As we wrote early in 2024, the market must awaken to the reality of a strong US labour market, low US unemployment and sticky inflation in US services. Such stickiness in US prices makes it incredibly difficult to cut interest rates excessively without lighting the flame of another round of inflation. The drivers of US services inflation cover quite a range of items, like costlier prices for elder care and domestic work, hospital and veterinarian services, financial services, and even admission to sporting events.

When an economy experiences an energy, food and fuel price shock, as seen in 2022, then it is natural to expect that a second-round shock via services-led inflation could follow. When prices have been high, workers demand higher pay. This is particularly true for an economy like the US with a shortage of low-skilled labour. When in short supply, lower-cost labourers have a lot of bargaining power.
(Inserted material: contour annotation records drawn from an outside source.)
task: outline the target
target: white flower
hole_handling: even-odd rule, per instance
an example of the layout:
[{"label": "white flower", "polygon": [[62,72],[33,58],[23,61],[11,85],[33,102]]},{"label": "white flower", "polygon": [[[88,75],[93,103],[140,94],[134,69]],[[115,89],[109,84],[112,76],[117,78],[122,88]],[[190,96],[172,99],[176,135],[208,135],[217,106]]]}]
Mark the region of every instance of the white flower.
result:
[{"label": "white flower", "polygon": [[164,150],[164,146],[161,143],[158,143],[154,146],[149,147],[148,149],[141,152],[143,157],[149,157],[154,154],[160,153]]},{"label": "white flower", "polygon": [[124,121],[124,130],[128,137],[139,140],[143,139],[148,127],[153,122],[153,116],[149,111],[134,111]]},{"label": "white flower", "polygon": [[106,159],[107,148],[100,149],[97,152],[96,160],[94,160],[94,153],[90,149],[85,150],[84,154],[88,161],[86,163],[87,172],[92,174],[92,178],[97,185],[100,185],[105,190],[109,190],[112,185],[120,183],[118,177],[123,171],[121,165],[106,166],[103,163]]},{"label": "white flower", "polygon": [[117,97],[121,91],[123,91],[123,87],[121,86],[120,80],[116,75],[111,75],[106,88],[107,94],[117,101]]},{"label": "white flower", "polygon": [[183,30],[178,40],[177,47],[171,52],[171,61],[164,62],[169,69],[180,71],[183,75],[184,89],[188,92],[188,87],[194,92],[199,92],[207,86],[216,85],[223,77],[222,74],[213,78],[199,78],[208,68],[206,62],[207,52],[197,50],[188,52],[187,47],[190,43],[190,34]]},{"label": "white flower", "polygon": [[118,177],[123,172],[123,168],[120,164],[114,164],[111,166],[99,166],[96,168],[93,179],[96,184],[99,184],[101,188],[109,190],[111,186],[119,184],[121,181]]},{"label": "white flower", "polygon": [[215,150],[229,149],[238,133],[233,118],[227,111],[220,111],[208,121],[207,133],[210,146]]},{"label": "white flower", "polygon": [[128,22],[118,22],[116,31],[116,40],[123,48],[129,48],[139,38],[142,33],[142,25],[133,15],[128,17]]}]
US wage growth is unsurprisingly still running at an elevated 4.8% year-onyear with job openings of 7.7 million people versus only 7.1 million unemployed workers as at end November 2024. The narrative of a coming recession against such an economic backdrop was only ever that - a narrative - and certainly not one that was grounded in the actual economic data being observed.

South Africa, by contrast to the US, only experienced two interest rate cuts this year - taking the overnight repo rate from 8.25% to 7.75%. What is unusual about current SA inflation is how close it is to that seen in developed markets, running at only 0.15% higher than the US inflation rate. If one looks at inflation data over the 20 years to 2020, SA inflation ran at 3.47% higher than US inflation on average. Much of the current malaise in SA inflation can be attributed to weak local consumer health and low demand, in addition to a well-behaved rand exchange rate in 2024.

Another interesting data component is that the price of vehicles is also coming down locally as cheaper Chinese cars begin to flood the market. That said, the South African Reserve Bank remains cautious as ever on inflation, citing higher local water and electricity tariffs anticipated for the new year. The market forecasts that the US and SA overnight rates may be cut by just 0.50% each over the course of 2025, with the final rates at 4.00% and 7.25%. These are still well above their pre-COVID levels and, if they are accurate predictions, provide a healthy return in excess of inflation for money market savers.

Over the quarter, the Fund reinvested maturities at slightly lower rates given the rate-cutting cycle and its impact on the pricing of money market instruments. As such, and on a gross-of-fees basis, the Fund’s weighted average annual yield and weighted average effective yield ended the year at 8.4% and 8.7% respectively, versus an SA inflation rate for November 2024 of 2.9%.